Olaf wins the Pantheon vs Olaf matchup with a 56.0% win rate compared to Pantheon's 44.0%, a 12.0 percentage point difference. This data is based on 25 recent ranked games in patch 26.7.
How does Pantheon do against Olaf in the early game?
In the early game, Olaf has the advantage against Pantheon with a 66.7% win rate versus 33.3%. Olaf players should look to press their lane advantage through aggressive trades and wave control during the first 15 minutes.
How does Pantheon do against Olaf in the late game?
In the late game, Pantheon takes over the Pantheon vs Olaf matchup with a 50.0% win rate compared to 50.0%. Pantheon scales better into team fights and objective contests after 25 minutes.
Who wins the Pantheon vs Olaf matchup?
Olaf wins the matchup against Pantheon with a 56.0% win rate in League of Legends patch 26.7. The 12.0 percentage point advantage means Olaf is significantly favored in this lane matchup based on 25 games analyzed.
What is the best Pantheon build against Olaf?
The best Pantheon build against Olaf includes Eclipse, Sundered Sky, Black Cleaver with Mercury's Treads. This build achieves a 66.7% win rate in the matchup. Check the matchup breakdown above for the full item path and build order.
What are the best Pantheon runes against Olaf?
The best Pantheon runes against Olaf use the Precision primary tree with Sorcery secondary.
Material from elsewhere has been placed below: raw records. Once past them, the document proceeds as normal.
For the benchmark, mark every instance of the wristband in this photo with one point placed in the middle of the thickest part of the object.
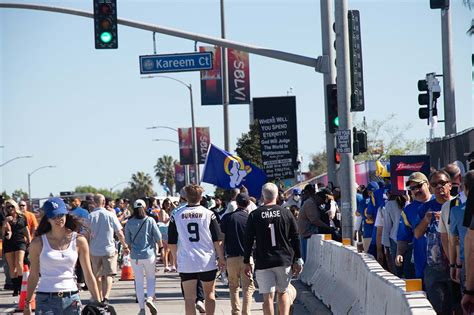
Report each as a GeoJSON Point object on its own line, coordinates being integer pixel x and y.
{"type": "Point", "coordinates": [468, 292]}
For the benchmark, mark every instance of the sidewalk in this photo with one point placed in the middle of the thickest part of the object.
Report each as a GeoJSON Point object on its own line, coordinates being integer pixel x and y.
{"type": "Point", "coordinates": [169, 299]}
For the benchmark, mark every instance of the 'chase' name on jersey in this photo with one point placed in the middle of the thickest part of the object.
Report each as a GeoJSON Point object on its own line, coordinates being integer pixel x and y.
{"type": "Point", "coordinates": [191, 215]}
{"type": "Point", "coordinates": [270, 214]}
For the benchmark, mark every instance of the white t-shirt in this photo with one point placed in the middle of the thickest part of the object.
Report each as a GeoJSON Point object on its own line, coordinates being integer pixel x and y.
{"type": "Point", "coordinates": [194, 229]}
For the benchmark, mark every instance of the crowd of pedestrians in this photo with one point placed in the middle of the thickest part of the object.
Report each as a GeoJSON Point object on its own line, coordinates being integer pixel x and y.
{"type": "Point", "coordinates": [426, 234]}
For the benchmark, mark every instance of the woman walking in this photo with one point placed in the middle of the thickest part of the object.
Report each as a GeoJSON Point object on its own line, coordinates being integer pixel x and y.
{"type": "Point", "coordinates": [53, 254]}
{"type": "Point", "coordinates": [16, 237]}
{"type": "Point", "coordinates": [142, 236]}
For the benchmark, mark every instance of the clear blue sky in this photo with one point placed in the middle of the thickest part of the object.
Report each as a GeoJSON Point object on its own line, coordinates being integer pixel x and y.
{"type": "Point", "coordinates": [86, 110]}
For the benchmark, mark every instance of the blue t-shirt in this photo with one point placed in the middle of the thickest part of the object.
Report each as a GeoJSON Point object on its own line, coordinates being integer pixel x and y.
{"type": "Point", "coordinates": [408, 221]}
{"type": "Point", "coordinates": [456, 227]}
{"type": "Point", "coordinates": [432, 249]}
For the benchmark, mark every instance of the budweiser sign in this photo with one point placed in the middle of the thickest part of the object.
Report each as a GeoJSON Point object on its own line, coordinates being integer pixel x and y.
{"type": "Point", "coordinates": [415, 167]}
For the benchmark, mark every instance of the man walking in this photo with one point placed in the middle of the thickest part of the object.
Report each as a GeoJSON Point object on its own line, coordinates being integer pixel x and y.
{"type": "Point", "coordinates": [233, 226]}
{"type": "Point", "coordinates": [103, 225]}
{"type": "Point", "coordinates": [278, 254]}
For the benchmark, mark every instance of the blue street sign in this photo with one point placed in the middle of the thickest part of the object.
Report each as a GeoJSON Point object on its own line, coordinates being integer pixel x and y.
{"type": "Point", "coordinates": [175, 62]}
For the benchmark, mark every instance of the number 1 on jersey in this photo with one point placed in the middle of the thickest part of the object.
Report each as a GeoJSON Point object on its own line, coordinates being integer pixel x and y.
{"type": "Point", "coordinates": [271, 226]}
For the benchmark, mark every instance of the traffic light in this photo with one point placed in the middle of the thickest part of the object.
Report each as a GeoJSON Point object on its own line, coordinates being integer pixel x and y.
{"type": "Point", "coordinates": [431, 92]}
{"type": "Point", "coordinates": [337, 157]}
{"type": "Point", "coordinates": [360, 141]}
{"type": "Point", "coordinates": [105, 24]}
{"type": "Point", "coordinates": [439, 4]}
{"type": "Point", "coordinates": [333, 114]}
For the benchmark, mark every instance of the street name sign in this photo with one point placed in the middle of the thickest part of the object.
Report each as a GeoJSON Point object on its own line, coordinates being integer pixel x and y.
{"type": "Point", "coordinates": [343, 141]}
{"type": "Point", "coordinates": [176, 62]}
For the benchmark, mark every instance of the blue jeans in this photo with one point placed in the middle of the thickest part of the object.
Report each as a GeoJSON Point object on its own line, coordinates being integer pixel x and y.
{"type": "Point", "coordinates": [51, 304]}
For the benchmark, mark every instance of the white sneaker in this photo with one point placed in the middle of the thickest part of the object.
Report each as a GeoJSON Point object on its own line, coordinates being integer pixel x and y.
{"type": "Point", "coordinates": [200, 307]}
{"type": "Point", "coordinates": [151, 306]}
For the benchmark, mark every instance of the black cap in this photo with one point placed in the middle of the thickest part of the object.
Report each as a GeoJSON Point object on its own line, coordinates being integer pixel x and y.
{"type": "Point", "coordinates": [242, 199]}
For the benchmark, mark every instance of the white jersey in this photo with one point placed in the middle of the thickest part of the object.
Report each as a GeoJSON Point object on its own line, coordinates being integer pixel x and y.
{"type": "Point", "coordinates": [194, 229]}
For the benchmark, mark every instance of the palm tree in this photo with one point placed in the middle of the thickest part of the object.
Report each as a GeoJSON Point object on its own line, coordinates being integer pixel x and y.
{"type": "Point", "coordinates": [164, 171]}
{"type": "Point", "coordinates": [141, 185]}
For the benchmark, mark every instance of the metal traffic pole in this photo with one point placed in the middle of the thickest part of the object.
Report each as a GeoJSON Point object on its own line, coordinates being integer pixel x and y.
{"type": "Point", "coordinates": [346, 170]}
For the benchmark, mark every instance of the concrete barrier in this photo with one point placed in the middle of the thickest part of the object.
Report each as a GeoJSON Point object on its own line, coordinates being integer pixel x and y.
{"type": "Point", "coordinates": [349, 282]}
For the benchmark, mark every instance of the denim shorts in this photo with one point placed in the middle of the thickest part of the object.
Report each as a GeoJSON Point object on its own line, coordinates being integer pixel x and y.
{"type": "Point", "coordinates": [51, 304]}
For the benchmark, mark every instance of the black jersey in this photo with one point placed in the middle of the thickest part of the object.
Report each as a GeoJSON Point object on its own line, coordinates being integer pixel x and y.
{"type": "Point", "coordinates": [276, 234]}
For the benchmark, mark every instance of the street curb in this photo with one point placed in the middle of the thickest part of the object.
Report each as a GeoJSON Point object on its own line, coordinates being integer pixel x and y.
{"type": "Point", "coordinates": [306, 297]}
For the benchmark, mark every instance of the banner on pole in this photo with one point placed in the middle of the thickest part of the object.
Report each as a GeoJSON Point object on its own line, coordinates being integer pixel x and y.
{"type": "Point", "coordinates": [211, 80]}
{"type": "Point", "coordinates": [276, 118]}
{"type": "Point", "coordinates": [401, 167]}
{"type": "Point", "coordinates": [239, 76]}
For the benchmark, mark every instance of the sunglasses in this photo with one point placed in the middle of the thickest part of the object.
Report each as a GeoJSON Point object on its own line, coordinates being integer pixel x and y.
{"type": "Point", "coordinates": [439, 184]}
{"type": "Point", "coordinates": [415, 187]}
{"type": "Point", "coordinates": [58, 217]}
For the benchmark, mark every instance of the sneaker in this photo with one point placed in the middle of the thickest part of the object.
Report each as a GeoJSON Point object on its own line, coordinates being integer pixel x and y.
{"type": "Point", "coordinates": [151, 306]}
{"type": "Point", "coordinates": [200, 307]}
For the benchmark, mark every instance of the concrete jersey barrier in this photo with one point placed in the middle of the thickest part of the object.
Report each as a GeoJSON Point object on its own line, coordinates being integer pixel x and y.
{"type": "Point", "coordinates": [349, 282]}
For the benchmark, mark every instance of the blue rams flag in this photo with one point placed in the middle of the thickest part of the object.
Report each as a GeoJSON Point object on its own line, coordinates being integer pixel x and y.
{"type": "Point", "coordinates": [230, 171]}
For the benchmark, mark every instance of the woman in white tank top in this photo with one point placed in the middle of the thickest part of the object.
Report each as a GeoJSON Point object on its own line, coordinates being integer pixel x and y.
{"type": "Point", "coordinates": [54, 254]}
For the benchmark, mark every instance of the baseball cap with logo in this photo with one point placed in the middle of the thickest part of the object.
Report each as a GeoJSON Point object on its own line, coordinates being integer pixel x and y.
{"type": "Point", "coordinates": [54, 207]}
{"type": "Point", "coordinates": [139, 203]}
{"type": "Point", "coordinates": [417, 177]}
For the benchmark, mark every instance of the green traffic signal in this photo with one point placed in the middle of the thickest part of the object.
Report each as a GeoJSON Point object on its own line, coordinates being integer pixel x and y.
{"type": "Point", "coordinates": [106, 37]}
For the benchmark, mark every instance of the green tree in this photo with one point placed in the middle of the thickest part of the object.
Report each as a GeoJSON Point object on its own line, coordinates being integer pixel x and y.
{"type": "Point", "coordinates": [385, 138]}
{"type": "Point", "coordinates": [141, 185]}
{"type": "Point", "coordinates": [318, 164]}
{"type": "Point", "coordinates": [248, 146]}
{"type": "Point", "coordinates": [164, 171]}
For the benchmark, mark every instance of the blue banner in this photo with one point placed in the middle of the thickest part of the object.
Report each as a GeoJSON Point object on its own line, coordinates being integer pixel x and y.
{"type": "Point", "coordinates": [230, 171]}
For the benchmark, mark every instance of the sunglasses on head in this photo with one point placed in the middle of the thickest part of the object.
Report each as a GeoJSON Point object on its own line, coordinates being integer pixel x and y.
{"type": "Point", "coordinates": [441, 183]}
{"type": "Point", "coordinates": [415, 187]}
{"type": "Point", "coordinates": [57, 217]}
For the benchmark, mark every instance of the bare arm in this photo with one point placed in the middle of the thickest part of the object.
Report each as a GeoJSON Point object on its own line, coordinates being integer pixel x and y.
{"type": "Point", "coordinates": [84, 259]}
{"type": "Point", "coordinates": [35, 250]}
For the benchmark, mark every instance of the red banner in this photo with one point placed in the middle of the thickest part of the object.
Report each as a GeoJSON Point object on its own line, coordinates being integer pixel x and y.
{"type": "Point", "coordinates": [239, 76]}
{"type": "Point", "coordinates": [211, 80]}
{"type": "Point", "coordinates": [203, 141]}
{"type": "Point", "coordinates": [186, 156]}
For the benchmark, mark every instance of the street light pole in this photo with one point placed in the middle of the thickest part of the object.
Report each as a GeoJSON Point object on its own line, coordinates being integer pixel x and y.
{"type": "Point", "coordinates": [193, 128]}
{"type": "Point", "coordinates": [16, 158]}
{"type": "Point", "coordinates": [29, 180]}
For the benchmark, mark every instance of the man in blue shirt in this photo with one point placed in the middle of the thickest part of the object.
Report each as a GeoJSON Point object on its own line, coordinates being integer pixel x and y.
{"type": "Point", "coordinates": [436, 273]}
{"type": "Point", "coordinates": [417, 184]}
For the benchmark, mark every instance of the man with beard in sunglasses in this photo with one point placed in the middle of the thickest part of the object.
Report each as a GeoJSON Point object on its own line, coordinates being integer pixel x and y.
{"type": "Point", "coordinates": [436, 278]}
{"type": "Point", "coordinates": [418, 185]}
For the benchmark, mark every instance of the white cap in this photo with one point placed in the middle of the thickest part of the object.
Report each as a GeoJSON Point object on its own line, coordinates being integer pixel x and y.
{"type": "Point", "coordinates": [139, 203]}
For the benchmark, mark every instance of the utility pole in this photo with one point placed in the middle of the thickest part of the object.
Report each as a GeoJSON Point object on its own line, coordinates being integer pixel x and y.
{"type": "Point", "coordinates": [328, 77]}
{"type": "Point", "coordinates": [225, 83]}
{"type": "Point", "coordinates": [346, 170]}
{"type": "Point", "coordinates": [448, 78]}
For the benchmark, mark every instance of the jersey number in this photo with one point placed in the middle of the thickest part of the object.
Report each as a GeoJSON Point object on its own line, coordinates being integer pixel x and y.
{"type": "Point", "coordinates": [193, 229]}
{"type": "Point", "coordinates": [271, 226]}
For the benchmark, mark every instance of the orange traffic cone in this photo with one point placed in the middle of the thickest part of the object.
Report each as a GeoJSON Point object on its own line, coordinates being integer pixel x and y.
{"type": "Point", "coordinates": [24, 286]}
{"type": "Point", "coordinates": [127, 272]}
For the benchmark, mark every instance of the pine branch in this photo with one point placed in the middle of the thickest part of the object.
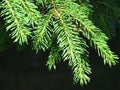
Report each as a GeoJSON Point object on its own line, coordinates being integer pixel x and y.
{"type": "Point", "coordinates": [15, 20]}
{"type": "Point", "coordinates": [42, 36]}
{"type": "Point", "coordinates": [91, 32]}
{"type": "Point", "coordinates": [73, 49]}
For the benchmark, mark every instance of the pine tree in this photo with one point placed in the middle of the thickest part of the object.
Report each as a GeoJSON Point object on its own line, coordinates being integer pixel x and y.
{"type": "Point", "coordinates": [65, 27]}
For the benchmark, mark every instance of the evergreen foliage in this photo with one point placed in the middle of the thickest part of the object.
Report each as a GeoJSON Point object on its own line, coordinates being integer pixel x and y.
{"type": "Point", "coordinates": [64, 27]}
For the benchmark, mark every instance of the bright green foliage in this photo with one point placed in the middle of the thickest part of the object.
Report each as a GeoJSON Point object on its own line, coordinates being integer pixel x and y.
{"type": "Point", "coordinates": [63, 27]}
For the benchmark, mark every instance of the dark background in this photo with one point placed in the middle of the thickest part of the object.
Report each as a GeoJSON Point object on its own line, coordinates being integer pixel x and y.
{"type": "Point", "coordinates": [26, 70]}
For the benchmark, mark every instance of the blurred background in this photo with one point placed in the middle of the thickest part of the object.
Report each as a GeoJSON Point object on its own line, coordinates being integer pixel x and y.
{"type": "Point", "coordinates": [23, 69]}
This rune setup achieves a 50.0% win rate in the Pantheon vs Olaf matchup. See the full rune breakdown in the matchup comparison above.
Does Pantheon counter Olaf?
No, Pantheon struggles against Olaf with only a 44.0% win rate. Olaf has the advantage in this matchup. Pantheon players should focus on safe farming and avoiding extended trades to minimize Olaf's lead.
How do I play Pantheon against Olaf?
When playing Pantheon against Olaf, play cautiously and avoid Olaf's power spikes. Focus on safe farming — you outscale Olaf in the late game. Use the matchup-specific build and runes above to optimize your chances.